O problema do argumento enunciada por Carmo Afonso começa no baralhar dos contextos: subsiste uma diferença inultrapassável entre resistir a leis persecutórias de regimes autoritários (que sufocam liberdades e afastam cidadãos da decisão política) e atacar um ministro de uma democracia liberal, eleito pela maioria dos votos, num regime onde existem canais próprios para dar voz aos cidadãos (e, portanto, dispensar o recurso à violência). A legitimação da violência não tem espaço numa democracia liberal, onde as instituições existem precisamente para criar canais de comunicação, de diálogo e de construção conjunta de soluções. Ou seja, nada do que é verdadeiro no argumento de Carmo Afonso se aplica ao episódio dos activistas que agrediram o ministro Duarte Cordeiro. Por mais que alguns sonhem com jacobinismos, não estamos na França de Luís XVI.
O maior problema do argumento de Carmo Afonso surge logo de seguida (e consta acima na primeira citação): a associação da legitimidade da violência à convicção sobre se se tem razão ou não. É um critério que equivale à ausência de critério: quem exerce violência política está sempre convencido da bondade das suas razões. À falta de um juiz de moral política, isto torna-se válido para os activistas que agrediram o ministro, como o é para o grupo que interrompeu o lançamento de um livro com o qual discordava. Tal como o é, por exemplo, para os manifestantes que nos EUA invadiram o Capitólio, em Janeiro de 2021 — todos acreditavam que, com aquele acto violento, estariam a defender a democracia americana. No limite, até os apoiantes dos regimes mais sanguinários enquadram a sua violência política num entendimento perverso sobre o que melhor serve o Bem Comum. Numa democracia, onde reina o confronto de ideias, “ter razão” não é um critério que queiramos aplicar ao exercício da violência.
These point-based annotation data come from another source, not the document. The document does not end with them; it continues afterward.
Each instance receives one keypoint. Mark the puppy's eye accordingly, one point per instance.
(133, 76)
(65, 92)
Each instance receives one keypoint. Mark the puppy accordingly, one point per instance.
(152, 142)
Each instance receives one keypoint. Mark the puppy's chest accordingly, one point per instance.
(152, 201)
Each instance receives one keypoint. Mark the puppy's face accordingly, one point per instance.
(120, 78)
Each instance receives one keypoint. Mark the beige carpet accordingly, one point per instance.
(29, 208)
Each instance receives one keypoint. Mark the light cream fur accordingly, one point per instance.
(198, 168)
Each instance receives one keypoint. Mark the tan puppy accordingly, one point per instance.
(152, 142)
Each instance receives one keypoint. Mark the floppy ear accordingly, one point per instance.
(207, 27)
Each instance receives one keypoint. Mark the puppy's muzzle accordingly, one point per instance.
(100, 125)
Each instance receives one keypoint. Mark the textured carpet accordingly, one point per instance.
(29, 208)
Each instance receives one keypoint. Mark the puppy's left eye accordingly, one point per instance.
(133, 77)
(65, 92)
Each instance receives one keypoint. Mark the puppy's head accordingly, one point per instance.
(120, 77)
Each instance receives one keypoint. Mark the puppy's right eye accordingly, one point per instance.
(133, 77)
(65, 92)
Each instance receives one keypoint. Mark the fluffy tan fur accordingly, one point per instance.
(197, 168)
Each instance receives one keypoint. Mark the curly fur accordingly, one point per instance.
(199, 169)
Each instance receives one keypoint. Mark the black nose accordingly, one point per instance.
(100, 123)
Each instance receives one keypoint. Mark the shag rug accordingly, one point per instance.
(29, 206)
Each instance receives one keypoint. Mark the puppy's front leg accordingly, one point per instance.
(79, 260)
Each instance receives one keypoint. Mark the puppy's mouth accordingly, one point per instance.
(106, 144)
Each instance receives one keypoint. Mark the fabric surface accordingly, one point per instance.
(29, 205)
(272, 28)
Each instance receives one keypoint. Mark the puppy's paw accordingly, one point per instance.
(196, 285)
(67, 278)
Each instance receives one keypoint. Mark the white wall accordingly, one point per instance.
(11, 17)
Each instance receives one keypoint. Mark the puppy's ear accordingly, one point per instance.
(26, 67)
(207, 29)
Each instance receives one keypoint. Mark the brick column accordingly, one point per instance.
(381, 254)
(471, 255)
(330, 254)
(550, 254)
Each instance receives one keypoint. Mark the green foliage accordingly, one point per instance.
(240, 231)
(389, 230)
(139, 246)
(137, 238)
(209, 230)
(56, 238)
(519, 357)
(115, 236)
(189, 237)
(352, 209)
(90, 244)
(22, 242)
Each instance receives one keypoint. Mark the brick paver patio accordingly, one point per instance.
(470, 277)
É claro que quem argumenta como Carmo Afonso não pretende legitimar toda a violência — apenas aquela que serve as razões políticas com que concorda e considera bondosas. O ponto é que, ao introduzir o critério «ter razão legitima o exercício de violência», está-se a abrir dois precedentes extremamente perigosos: a pretender arbitrar o que é ter ou não razão (passando por cima dos instrumentos democráticos) e a autorizar que qualquer acção violenta seja legitimada pela força das convicções dos seus autores. Por mais que seja apresentado doutra forma, o raciocínio de Carmo Afonso é intrinsecamente anti-democrático.
Há meros 10 anos, creio que seria evidente o quanto estas formas violentas de manifestação representam uma ameaça à coesão social nas sociedades ocidentais. Hoje, não o é de todo. As democracias caíram na ratoeira de elevar as diferenças (geracionais, étnicas, sexuais, identitárias, ideológicas) não em nome da saudável união na diversidade, mas em nome de uma fragmentação tribal de grupos que lutam entre si para exercer domínio sobre os outros. A defesa da legitimidade da violência é apenas um passo natural nesta caminhada de erosão dos regimes democráticos, onde o pluralismo vai sendo substituído pela intimidação e onde as minorias ambicionam impor a sua “razão” pela força. Diz que é tudo em defesa bem-intencionada do futuro — e há alguém que seja contra o futuro? Que haja tantos a acreditar na armadilha mostra bem o quão em risco esse futuro está.